La música resonaba en los ventanales y sobre el aire flotaba la melodía hacia los oídos de quienes bailaban; bajando por ellos a sus cuerpos trémulos en una rítmica labor delicada de coordinación. En otro espacio, las conversaciones se interrumpían por sendas sonrisas y pequeñas carcajadas. Sostenían en sus manos las copas alcoholizadas, mismas que ingerían amenizando el sentimiento. Contrastaba con el frío viento que pegaba en las paredes de aquel departamento.
Tan sonreía que la felicidad parecía su rostro. Aunque en ocasiones miraba la puerta de su departamento y perdía su mirada imaginando que ella entraba rechinando las llaves mientras deslizaba la puerta. Pero su cuerpo seguía en la euforia del festejo. Nadie lo notó, excepto la expresión de alegría que lo dibujaba como una silueta de luminosa sombra.

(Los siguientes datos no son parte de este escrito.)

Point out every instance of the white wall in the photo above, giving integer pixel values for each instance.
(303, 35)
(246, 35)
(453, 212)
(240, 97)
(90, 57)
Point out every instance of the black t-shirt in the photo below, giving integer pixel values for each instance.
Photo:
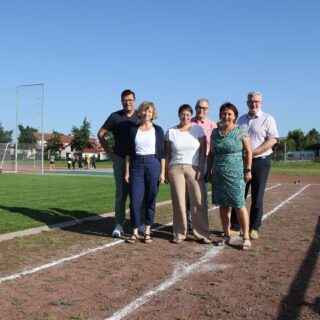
(119, 124)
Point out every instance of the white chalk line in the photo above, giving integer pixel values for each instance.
(184, 272)
(82, 253)
(265, 216)
(66, 259)
(178, 274)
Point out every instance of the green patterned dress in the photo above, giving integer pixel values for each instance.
(228, 186)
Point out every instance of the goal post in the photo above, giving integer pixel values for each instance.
(30, 111)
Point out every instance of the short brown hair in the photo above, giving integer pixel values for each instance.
(145, 105)
(229, 105)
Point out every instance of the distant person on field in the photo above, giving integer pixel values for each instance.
(86, 162)
(263, 134)
(202, 108)
(93, 162)
(73, 159)
(69, 161)
(145, 169)
(119, 124)
(52, 161)
(79, 159)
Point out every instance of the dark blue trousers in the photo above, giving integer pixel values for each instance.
(260, 171)
(144, 182)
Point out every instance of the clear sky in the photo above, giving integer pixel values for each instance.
(168, 51)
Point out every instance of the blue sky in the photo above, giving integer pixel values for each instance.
(170, 52)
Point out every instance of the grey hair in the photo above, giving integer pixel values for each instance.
(202, 99)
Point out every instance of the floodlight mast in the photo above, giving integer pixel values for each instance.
(42, 121)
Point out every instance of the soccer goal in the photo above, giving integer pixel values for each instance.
(7, 157)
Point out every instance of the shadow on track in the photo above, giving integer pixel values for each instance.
(291, 305)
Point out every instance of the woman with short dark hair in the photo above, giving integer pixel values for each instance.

Fue un momento preciso en que la despedida transformó la conversación de los invitados. Diluyó el silencio espurio que había dejado el cese de la música. Y tras el último invitado, la puerta bloqueó la arritmia placentera de la reunión. El silencio se apoderó de la impavidez de su cuerpo recostado en un enorme sillón. El frío entraba y se apoderaba de cada rincón; en su cocina, en su sala y, sobre todo, en su recamara, incluso de el mismo.
Acomodó, sacudió y limpió el desorden lúdico de la reunión. Recogió los cubiertos, los platos y los vasos. Las botellas vacías expelían el aroma de uva mediterránea consumido. Guardó cuidadosamente cada uno de las copas de cristal. Hasta que solo quedó; el plato, el vaso, la botella, la copa que utiliza para si mismo. Se recostó, otra vez, en el sillón mirando la ventana donde llovían las estrellas. Y aquél frío de primavera era la soledad de su existencia; del impasse de aquella tregua permanente e involuntaria de su aislamiento sentimental.